The report highlights the impact on the national economy of increasing mature-age workforce participation.
Representatives across a wide range of business sectors proposed the following actions to recruit and retain older workers:
- Get rid of generational labelling. The Gen X Gen Y Baby-boomer labels are destructive and negative stereotypes
- Managers at all levels must support the employment and retention of older workers
- Move away from the mindset of needing ‘young and hungry’ workers. Employers should properly explore the skills and capabilities of workers, regardless of age
- All workers must confront their unconscious bias against older workers
- Think differently about the way work is organised and change the structure of the workplace to reflect this; create flexible workplaces where people can work different hours to meet the needs of family and transition to retirement
- Recognise that older customers prefer older service personnel
- Recognise and reward long service in the workplace
- Focus on succession planning – develop a key person strategy
- Share knowledge across age groups - two way mentoring
- Promote internal mobility and redeployment
- Reward innovation that better utilises older workers
- Promote volunteering and charitable activities
- Assist life planning and transition to retirement
- Focus on health and well-being in the workplace
- Take cross-sectoral approaches to keeping older people in work, for example transitioning older construction workers to retail or aged care
- Focus on experience – not labels of older worker or mature age
- Employers must understand the demographics and skills of their workforce
- Retain the workforce and skills you already have
- Train older workers into new occupations
- Introduce and support mid-later career planning beyond the annual performance review. Consider 5 year cycles of work planning
- Promote stories about older workers and what they are achieving
- Support lifelong learning, skills development and a mix of accredited and non-accredited training
- Resolve workers compensation barriers.
- Encourage recruiters to include mature workers Improve job advertisements so they don’t exclude older workers
- Provide support for older candidates so they can present as job ready and suitable
- Move away from accredited training requirement to look at skills sets available and prior learning.

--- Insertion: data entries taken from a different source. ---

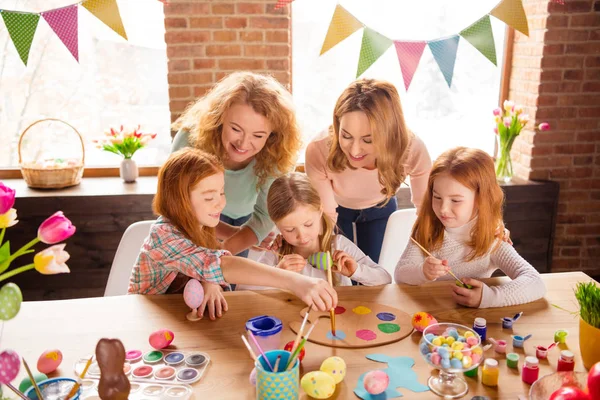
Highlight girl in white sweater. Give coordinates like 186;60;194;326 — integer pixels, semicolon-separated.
238;173;392;289
395;147;546;308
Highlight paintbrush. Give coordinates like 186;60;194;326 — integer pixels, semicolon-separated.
410;237;473;289
21;357;44;400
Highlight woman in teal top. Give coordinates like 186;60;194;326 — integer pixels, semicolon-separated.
172;72;301;254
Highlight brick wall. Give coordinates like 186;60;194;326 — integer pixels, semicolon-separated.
165;0;292;120
509;0;600;275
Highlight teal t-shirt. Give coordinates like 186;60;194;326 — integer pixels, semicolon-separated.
171;129;275;243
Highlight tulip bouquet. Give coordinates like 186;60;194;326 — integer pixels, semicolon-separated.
0;182;75;321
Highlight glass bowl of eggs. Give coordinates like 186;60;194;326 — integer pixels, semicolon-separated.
419;323;483;399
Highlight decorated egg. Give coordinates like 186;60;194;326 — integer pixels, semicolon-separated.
412;311;437;332
148;329;175;350
0;282;23;321
283;341;306;362
363;369;390;394
0;350;21;385
183;279;204;308
320;357;346;384
300;371;335;399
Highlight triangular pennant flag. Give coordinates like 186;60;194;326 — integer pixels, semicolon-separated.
356;27;394;78
321;4;363;55
42;4;79;62
81;0;127;40
428;35;460;87
394;42;427;90
460;15;497;65
1;10;40;65
490;0;529;36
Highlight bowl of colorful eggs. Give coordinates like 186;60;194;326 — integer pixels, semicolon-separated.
419;323;483;398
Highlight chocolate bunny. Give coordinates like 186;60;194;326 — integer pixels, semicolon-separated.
96;339;131;400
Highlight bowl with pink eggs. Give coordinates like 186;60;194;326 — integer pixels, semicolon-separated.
419;323;483;398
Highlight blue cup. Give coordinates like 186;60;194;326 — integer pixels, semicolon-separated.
256;350;300;400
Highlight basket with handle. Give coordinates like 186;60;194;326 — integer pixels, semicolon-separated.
18;118;85;189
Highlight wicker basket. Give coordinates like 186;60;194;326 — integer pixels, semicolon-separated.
18;118;85;189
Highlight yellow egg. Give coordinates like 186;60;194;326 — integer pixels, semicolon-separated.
300;371;335;399
320;357;346;384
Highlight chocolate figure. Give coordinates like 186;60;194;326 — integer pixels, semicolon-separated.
96;339;131;400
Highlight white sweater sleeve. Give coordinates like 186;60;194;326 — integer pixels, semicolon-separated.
479;242;546;308
394;241;430;285
335;235;392;286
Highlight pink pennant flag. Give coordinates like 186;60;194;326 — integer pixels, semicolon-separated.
394;42;427;90
41;4;79;62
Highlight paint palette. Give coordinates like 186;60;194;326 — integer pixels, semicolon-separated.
290;301;413;348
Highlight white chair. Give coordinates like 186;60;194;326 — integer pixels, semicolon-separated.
379;208;417;282
104;221;154;297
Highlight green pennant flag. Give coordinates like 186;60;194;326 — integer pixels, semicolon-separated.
356;27;394;78
460;15;497;65
1;10;40;65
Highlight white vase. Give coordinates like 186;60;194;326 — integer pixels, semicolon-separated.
119;158;139;182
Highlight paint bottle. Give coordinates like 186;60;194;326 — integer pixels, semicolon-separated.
521;357;540;385
556;350;575;372
481;358;500;386
473;318;487;341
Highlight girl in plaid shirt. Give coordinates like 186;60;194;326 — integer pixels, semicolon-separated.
128;149;337;319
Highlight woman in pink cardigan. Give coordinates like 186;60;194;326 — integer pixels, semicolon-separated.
306;79;431;262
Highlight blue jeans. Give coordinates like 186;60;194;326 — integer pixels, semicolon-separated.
337;197;398;262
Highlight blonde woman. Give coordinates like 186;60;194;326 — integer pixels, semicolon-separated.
306;79;431;262
172;72;301;255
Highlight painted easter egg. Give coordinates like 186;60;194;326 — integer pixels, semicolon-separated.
148;329;175;350
0;350;21;385
38;349;62;374
183;279;204;308
412;311;437;332
0;282;23;321
283;340;306;362
363;370;390;395
320;357;346;384
300;371;335;399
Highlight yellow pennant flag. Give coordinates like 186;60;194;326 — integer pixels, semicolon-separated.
490;0;529;36
321;4;363;55
81;0;127;40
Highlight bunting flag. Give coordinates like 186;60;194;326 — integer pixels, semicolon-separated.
2;10;40;65
356;27;393;78
460;15;498;65
42;4;79;62
490;0;529;36
394;42;427;90
428;35;460;87
321;4;364;55
81;0;127;40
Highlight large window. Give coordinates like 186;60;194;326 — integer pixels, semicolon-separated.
0;0;170;168
292;0;506;162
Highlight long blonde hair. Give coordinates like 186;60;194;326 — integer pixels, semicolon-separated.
152;148;224;249
327;79;413;204
412;147;504;261
172;71;302;186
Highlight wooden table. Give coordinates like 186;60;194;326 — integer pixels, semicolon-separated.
1;272;591;400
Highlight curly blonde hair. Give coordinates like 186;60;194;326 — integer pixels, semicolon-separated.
172;71;302;186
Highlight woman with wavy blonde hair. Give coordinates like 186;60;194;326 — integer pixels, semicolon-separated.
306;79;431;262
172;72;301;255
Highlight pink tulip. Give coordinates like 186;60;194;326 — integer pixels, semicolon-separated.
538;122;550;131
0;182;15;215
38;211;75;244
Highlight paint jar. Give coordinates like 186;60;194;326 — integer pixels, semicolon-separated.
246;315;283;354
521;357;540;385
473;318;487;341
506;353;520;369
255;350;300;400
556;350;575;372
481;358;500;386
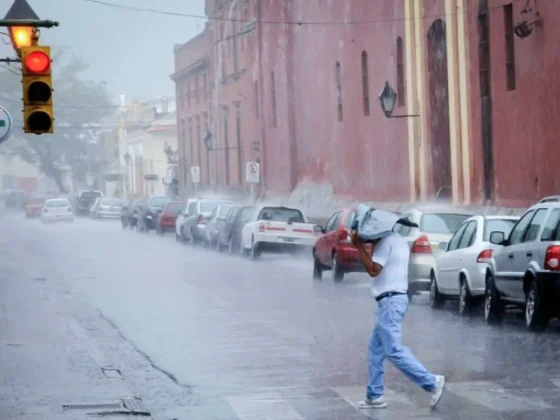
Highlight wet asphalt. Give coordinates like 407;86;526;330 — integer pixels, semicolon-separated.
0;213;560;420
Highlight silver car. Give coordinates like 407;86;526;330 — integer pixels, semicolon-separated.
395;207;472;299
430;216;519;315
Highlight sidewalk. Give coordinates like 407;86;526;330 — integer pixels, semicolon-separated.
0;232;138;420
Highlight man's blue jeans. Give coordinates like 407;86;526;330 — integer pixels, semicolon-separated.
367;295;435;399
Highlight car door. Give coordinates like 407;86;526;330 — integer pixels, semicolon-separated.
436;222;470;292
494;210;535;297
315;212;340;264
508;208;548;300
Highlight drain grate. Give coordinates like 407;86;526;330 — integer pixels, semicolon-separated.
62;402;123;410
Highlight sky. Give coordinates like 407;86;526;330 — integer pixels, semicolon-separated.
0;0;205;102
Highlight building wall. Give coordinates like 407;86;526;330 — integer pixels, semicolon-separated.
468;0;560;206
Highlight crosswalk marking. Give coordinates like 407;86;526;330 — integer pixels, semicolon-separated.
226;392;305;420
447;381;554;411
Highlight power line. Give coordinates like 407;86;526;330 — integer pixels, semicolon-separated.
83;0;519;26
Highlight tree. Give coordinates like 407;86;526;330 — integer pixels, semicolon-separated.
0;49;116;193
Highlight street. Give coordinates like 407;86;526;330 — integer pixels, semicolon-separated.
0;213;560;420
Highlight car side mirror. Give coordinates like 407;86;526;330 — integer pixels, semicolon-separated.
438;242;449;252
490;231;506;245
313;225;325;233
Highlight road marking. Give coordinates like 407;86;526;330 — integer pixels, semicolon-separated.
226;392;305;420
446;381;554;411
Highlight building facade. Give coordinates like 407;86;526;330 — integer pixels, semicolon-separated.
174;0;560;206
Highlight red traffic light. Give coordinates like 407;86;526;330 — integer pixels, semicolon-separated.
24;51;51;74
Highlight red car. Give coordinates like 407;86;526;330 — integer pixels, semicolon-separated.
156;201;185;235
313;209;371;282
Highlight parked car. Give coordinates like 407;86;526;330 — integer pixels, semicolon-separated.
156;201;183;235
136;196;173;232
204;203;234;249
484;201;560;330
76;190;103;214
313;209;371;282
181;198;232;244
25;198;46;219
241;206;321;260
93;198;123;219
395;207;472;299
121;198;144;229
430;216;519;315
41;198;74;223
218;206;254;254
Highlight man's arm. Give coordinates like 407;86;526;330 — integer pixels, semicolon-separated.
355;242;383;277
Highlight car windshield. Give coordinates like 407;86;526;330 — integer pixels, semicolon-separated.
80;191;102;200
45;200;70;207
166;202;184;215
200;201;229;213
259;207;305;223
483;219;515;242
420;213;470;233
101;198;122;206
218;206;233;219
150;197;171;209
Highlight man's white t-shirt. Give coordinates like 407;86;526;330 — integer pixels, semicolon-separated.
371;233;410;297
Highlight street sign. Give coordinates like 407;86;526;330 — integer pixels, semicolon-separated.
246;162;261;184
0;106;12;144
191;166;200;184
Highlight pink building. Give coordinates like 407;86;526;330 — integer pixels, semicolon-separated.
174;0;560;206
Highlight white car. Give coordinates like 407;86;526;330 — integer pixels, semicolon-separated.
41;198;74;223
430;216;519;315
241;206;321;259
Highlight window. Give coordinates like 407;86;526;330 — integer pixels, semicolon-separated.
478;0;490;98
397;36;405;106
335;61;344;122
270;72;278;127
447;223;468;251
253;80;259;120
541;209;560;241
482;219;515;242
362;51;369;117
459;220;476;249
325;212;338;232
508;210;535;245
523;209;548;242
504;3;515;90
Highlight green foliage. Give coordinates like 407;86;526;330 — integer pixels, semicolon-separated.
0;49;115;192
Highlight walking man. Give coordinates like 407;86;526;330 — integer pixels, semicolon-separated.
351;230;445;409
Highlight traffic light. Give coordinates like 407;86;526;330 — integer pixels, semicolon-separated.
21;45;54;134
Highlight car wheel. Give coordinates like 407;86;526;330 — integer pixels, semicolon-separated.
459;277;472;316
430;272;445;309
331;252;344;283
313;252;323;280
251;242;261;260
525;281;550;331
484;273;505;324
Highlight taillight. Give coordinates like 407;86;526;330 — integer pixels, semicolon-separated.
410;235;432;254
476;249;492;263
544;245;560;271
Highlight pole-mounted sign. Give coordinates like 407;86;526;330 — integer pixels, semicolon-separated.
0;106;12;144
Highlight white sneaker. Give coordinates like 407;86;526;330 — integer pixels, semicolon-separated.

- Recognise life long careers – flexibility, education – need to address attitudinal and practical issues.
- Pursue better linkages between education and employment
- Introduce a program of mass IT reskilling – and/or address the perception that older workers don’t have the required skills.
- Elevate age discrimination to the same level as gender discrimination. Legislation should be strengthened
- Present empirical data about the benefits of older workers to encourage the recruitment of older workers
- Address the lowered confidence levels in older workers – and package their strengths
- Don’t assume that all senior level employees have good job search skills
- Get rid of standard rejection letter – it is not personal and reinforces rejection.
Final messages to all employers:
- Take these actions;
- Showcase the good news stories; and
- Analyse your workplace and take stock of your older workers.